Sprawled across 16 square miles of semi-arid plain, the ancient city of Bagan (also called Pagan) is the world's largest group of religious structures. Some 2,500 sacred buildings still stand here, a mere fraction of the 10,000 red-brick temples and pagodas the city boasted during its cultural and economic peak in the 12th and 13th centuries. The many wood houses from that period have disappeared entirely.
In its prime, Bagan was the seat of a flourishing kingdom in Southeast Asia, one distinctly different from the Buddhist civilizations of Tibet and elsewhere.
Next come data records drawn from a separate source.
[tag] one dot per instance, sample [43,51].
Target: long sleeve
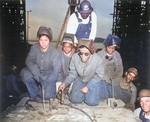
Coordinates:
[72,73]
[31,64]
[98,75]
[54,74]
[133,94]
[119,70]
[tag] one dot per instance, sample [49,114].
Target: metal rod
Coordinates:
[43,97]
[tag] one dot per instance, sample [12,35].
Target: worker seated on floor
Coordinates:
[86,73]
[65,55]
[43,65]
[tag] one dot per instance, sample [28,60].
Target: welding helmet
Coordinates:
[85,7]
[112,40]
[46,31]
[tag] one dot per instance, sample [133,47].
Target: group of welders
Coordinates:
[90,76]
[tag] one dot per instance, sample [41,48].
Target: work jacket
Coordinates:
[65,61]
[91,71]
[113,69]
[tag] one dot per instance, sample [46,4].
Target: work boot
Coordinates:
[35,99]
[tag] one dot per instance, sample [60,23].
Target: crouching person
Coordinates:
[65,55]
[128,89]
[86,71]
[43,65]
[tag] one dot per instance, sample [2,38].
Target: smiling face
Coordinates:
[145,104]
[67,47]
[130,77]
[84,16]
[110,49]
[84,53]
[44,42]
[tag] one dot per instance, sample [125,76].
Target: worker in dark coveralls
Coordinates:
[143,112]
[43,65]
[65,55]
[86,73]
[83,23]
[113,65]
[128,89]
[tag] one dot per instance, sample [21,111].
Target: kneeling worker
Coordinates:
[86,71]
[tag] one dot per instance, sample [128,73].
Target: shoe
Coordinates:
[35,99]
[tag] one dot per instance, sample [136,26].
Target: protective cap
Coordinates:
[85,7]
[45,30]
[112,40]
[133,70]
[144,93]
[88,43]
[69,38]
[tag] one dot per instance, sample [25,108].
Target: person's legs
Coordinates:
[94,95]
[109,89]
[50,90]
[29,81]
[76,95]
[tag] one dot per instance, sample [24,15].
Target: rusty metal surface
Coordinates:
[64,113]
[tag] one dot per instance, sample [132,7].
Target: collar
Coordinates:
[68,55]
[124,84]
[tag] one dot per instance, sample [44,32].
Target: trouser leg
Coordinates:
[76,95]
[109,89]
[50,90]
[29,81]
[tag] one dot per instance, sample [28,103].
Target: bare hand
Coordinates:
[62,86]
[84,89]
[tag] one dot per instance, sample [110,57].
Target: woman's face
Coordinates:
[67,47]
[110,49]
[84,53]
[44,42]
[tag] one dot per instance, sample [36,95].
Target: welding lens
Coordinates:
[80,53]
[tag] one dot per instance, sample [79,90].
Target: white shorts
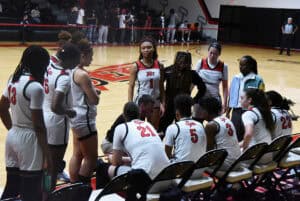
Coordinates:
[85,131]
[58,128]
[22,150]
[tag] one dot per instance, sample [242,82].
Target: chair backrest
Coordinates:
[278,146]
[213,158]
[252,153]
[72,192]
[174,171]
[134,180]
[293,145]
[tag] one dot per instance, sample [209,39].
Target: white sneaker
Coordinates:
[63,176]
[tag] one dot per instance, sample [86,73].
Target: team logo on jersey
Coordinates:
[104,75]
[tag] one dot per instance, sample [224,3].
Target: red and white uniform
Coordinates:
[22,149]
[188,139]
[56,79]
[212,75]
[283,122]
[226,138]
[144,146]
[147,82]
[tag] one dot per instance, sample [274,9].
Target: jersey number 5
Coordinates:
[194,136]
[12,93]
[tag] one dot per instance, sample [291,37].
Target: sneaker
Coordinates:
[63,176]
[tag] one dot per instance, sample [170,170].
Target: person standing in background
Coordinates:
[288,31]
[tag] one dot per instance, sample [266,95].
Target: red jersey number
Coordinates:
[286,122]
[146,131]
[194,136]
[12,93]
[46,85]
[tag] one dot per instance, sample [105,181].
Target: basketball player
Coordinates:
[145,104]
[26,148]
[142,143]
[186,137]
[85,99]
[213,72]
[147,75]
[57,106]
[279,108]
[258,120]
[219,130]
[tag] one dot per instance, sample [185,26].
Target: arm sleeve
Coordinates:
[118,137]
[170,135]
[35,93]
[197,80]
[225,72]
[63,84]
[249,118]
[198,65]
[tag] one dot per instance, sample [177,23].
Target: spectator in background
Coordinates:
[173,19]
[35,15]
[288,31]
[103,27]
[91,22]
[184,29]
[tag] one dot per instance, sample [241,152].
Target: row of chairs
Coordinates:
[247,171]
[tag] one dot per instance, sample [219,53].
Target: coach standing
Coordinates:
[288,31]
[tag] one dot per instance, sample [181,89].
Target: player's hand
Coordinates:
[71,113]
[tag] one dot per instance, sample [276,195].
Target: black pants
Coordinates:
[286,42]
[236,118]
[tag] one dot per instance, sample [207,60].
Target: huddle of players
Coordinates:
[46,95]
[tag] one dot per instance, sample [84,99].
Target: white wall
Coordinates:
[195,13]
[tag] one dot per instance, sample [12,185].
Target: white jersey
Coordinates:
[226,138]
[85,112]
[56,79]
[144,146]
[24,95]
[283,122]
[147,81]
[188,138]
[261,133]
[212,76]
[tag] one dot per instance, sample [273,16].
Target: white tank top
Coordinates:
[226,138]
[24,95]
[283,122]
[56,79]
[85,112]
[143,145]
[188,139]
[147,81]
[261,133]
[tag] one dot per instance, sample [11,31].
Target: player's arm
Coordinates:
[4,112]
[211,129]
[88,88]
[36,97]
[132,78]
[162,90]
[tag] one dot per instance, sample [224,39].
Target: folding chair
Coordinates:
[239,170]
[212,159]
[72,192]
[166,178]
[286,162]
[133,185]
[262,171]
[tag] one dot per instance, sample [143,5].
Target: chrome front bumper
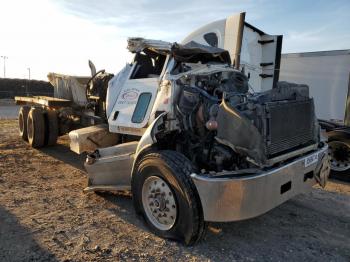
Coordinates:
[238,198]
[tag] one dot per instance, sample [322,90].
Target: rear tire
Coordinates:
[22,122]
[339,151]
[36,128]
[51,120]
[165,195]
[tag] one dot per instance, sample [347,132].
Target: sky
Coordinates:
[61,35]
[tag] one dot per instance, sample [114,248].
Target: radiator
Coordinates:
[289,125]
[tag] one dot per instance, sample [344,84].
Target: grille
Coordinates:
[289,125]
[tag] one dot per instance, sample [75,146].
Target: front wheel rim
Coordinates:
[159,203]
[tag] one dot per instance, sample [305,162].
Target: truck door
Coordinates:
[250,48]
[135,101]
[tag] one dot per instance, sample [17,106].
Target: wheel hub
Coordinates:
[340,155]
[159,203]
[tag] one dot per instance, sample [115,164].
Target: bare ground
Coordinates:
[45,216]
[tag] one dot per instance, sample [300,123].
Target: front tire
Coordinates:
[165,195]
[22,122]
[36,128]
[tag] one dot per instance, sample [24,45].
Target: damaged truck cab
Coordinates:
[196,143]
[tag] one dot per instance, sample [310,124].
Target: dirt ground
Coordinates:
[45,216]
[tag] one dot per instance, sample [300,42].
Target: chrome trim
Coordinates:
[233,198]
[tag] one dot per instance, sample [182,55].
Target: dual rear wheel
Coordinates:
[38,126]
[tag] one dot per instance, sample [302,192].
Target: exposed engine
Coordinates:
[226,127]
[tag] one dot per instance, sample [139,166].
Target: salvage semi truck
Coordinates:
[191,139]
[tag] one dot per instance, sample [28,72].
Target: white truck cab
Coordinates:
[196,142]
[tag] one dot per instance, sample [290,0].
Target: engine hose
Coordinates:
[205,94]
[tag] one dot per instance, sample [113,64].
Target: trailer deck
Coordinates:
[43,100]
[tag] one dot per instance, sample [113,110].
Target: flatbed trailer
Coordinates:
[43,101]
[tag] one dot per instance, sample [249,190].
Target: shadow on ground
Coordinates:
[17,243]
Artisans and monks poured in from all over, and the seeds of Myanmar's national and religious identity blossomed for several centuries until the Mongol invasion of 1287 ended the so-called Bagan Dynasty.
Bagan's art and architecture-including the trademark shikhara, or spire-is rooted in older Indian cultures. Overall, though, it is a more restrained aesthetic, one that emphasizes repeated motifs more than fanciful ornament. Scholars have noted the "ritual monotony" in the city's sheer volume of murals and sculpted Buddhas,* and the many thousands of clay votive tablets that citizens of Bagan, from kings to paupers, contributed to the construction process in hopes of achieving merit. The city's largest pagoda, Nanda, is considered one of the architectural masterpieces of the East.
These days, the brick temples are strung with lights that glow after sundown. Especially viewed from above, Bagan is unlike any landscape on earth. As striking as it must have appeared centuries ago, Marco Polo (probably the first Westerner to hear of the city) was careful also to note the sound, reporting that “round the whole circuit were little gilded bells that tinkled every time the wind blew through them."